Linda Robinson Gordon’s drawings feel like electron-microscope captures of light bouncing off surfaces, and call to mind twin artists Ryan and Trevor Oakes, who exhibited work rooted in the nature of vision at Spertus in 2009. Gordon’s “Loci” series is increasingly intriguing as one approaches the work from a distance. Red points land randomly on the paper, each surrounded by emanating ripples, creating a web of overlapping circles. Proximity reveals chaos, but from afar, this chaos is contained in a shape that could easily be the pupil of an eye, possibly an allusion to the idea of the human body being made of star dust or the whole of the universe being contained in an individual grain of sand, in a single holy moment.

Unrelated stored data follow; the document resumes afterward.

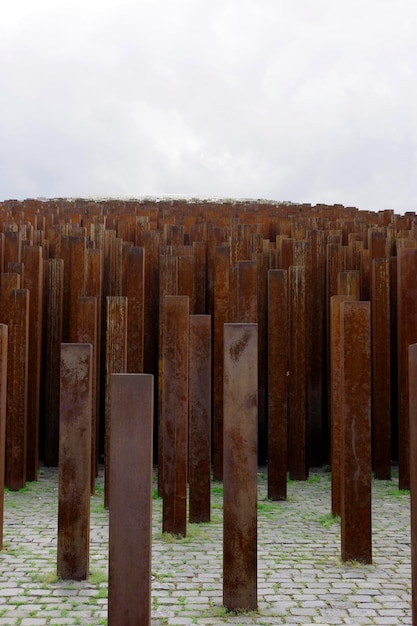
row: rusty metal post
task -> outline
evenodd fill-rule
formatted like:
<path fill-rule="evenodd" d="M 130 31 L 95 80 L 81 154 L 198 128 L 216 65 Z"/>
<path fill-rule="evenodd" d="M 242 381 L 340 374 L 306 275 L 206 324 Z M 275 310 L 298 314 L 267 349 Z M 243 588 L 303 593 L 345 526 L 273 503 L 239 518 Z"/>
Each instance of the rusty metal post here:
<path fill-rule="evenodd" d="M 106 380 L 105 380 L 105 432 L 104 432 L 104 506 L 109 506 L 110 476 L 110 375 L 124 374 L 127 369 L 127 311 L 125 296 L 106 298 Z"/>
<path fill-rule="evenodd" d="M 229 316 L 229 246 L 214 252 L 213 290 L 213 478 L 223 478 L 223 326 Z"/>
<path fill-rule="evenodd" d="M 258 263 L 238 261 L 237 264 L 237 320 L 256 324 L 258 321 Z"/>
<path fill-rule="evenodd" d="M 6 486 L 17 491 L 26 484 L 29 291 L 12 289 L 9 307 Z"/>
<path fill-rule="evenodd" d="M 59 368 L 64 299 L 64 261 L 46 259 L 43 265 L 43 419 L 44 462 L 58 465 L 59 448 Z"/>
<path fill-rule="evenodd" d="M 268 497 L 287 497 L 288 289 L 285 270 L 268 272 Z"/>
<path fill-rule="evenodd" d="M 398 484 L 409 489 L 408 346 L 417 342 L 417 249 L 402 248 L 397 257 L 398 323 Z"/>
<path fill-rule="evenodd" d="M 127 296 L 127 371 L 143 372 L 143 332 L 145 303 L 144 249 L 123 247 L 123 295 Z"/>
<path fill-rule="evenodd" d="M 411 608 L 417 625 L 417 343 L 408 347 L 410 406 Z"/>
<path fill-rule="evenodd" d="M 89 344 L 62 344 L 57 573 L 64 580 L 89 574 L 91 363 Z"/>
<path fill-rule="evenodd" d="M 341 305 L 341 556 L 372 563 L 371 311 L 369 302 Z"/>
<path fill-rule="evenodd" d="M 256 324 L 224 326 L 223 604 L 257 607 Z"/>
<path fill-rule="evenodd" d="M 150 626 L 153 376 L 112 374 L 109 626 Z"/>
<path fill-rule="evenodd" d="M 163 532 L 187 531 L 188 296 L 165 296 L 162 414 Z"/>
<path fill-rule="evenodd" d="M 210 521 L 211 316 L 190 315 L 189 521 Z"/>
<path fill-rule="evenodd" d="M 372 465 L 376 478 L 391 478 L 390 260 L 372 261 Z"/>
<path fill-rule="evenodd" d="M 25 272 L 23 287 L 30 292 L 29 301 L 29 380 L 27 414 L 26 480 L 38 478 L 39 410 L 41 384 L 42 287 L 43 260 L 40 246 L 24 246 Z"/>
<path fill-rule="evenodd" d="M 332 513 L 340 515 L 341 453 L 342 453 L 342 345 L 340 307 L 353 301 L 353 296 L 330 298 L 330 467 L 332 471 Z"/>
<path fill-rule="evenodd" d="M 361 299 L 361 281 L 359 270 L 346 270 L 337 276 L 337 293 L 339 296 L 353 296 Z"/>
<path fill-rule="evenodd" d="M 307 317 L 305 268 L 292 265 L 288 273 L 289 390 L 288 469 L 293 480 L 306 480 L 307 467 Z"/>
<path fill-rule="evenodd" d="M 3 548 L 8 328 L 0 324 L 0 550 Z"/>

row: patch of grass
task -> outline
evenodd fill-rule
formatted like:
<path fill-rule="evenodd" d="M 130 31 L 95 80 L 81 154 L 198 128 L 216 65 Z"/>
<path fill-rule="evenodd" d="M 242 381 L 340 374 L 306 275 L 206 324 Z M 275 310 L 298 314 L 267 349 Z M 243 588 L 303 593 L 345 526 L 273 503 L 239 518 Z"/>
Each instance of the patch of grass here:
<path fill-rule="evenodd" d="M 158 493 L 158 489 L 153 489 L 152 491 L 152 500 L 160 500 L 161 496 Z"/>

“From Here to There” installation view/Image: Spertus Institute
A series of charcoal drawings by Ellen Holtzblatt, entitled “Destroyed Worlds,” also transport the viewer, either into a minimal, terrestrial landscape, or toward an internal and contemplative bleakness. This contrasts beautifully with Michelle Stone’s alien, undulating, colorful stalagmites, an important facet of the entire show, as Stone’s work makes the strongest case for three-dimensionality and the importance of the tactile.
Perhaps how artists use and connect with their materials, and how they see themselves within their practice, provides the deepest insight into what is holy, however. French film critic André Bazin felt that film—if unbound from narrative storyline—was a record of god, that it captured god incarnate through the random and spontaneous acts of individuals. In her five-and-a-half-minute video loop, Lilach Schrag stands in a body of water, writing Hebraic letters on her forearms with a brush and black ink. Once her arms are covered in text, she washes them clean in the water and then covers them in text again, over and over. A ritual, a prayer? Art is fortunately one of the locales where spirituality is allowed to converge across cultures and in any medium. (Damien James)
“From Here to There,” Spertus Institute, 610 South Michigan, through January 19, 2020.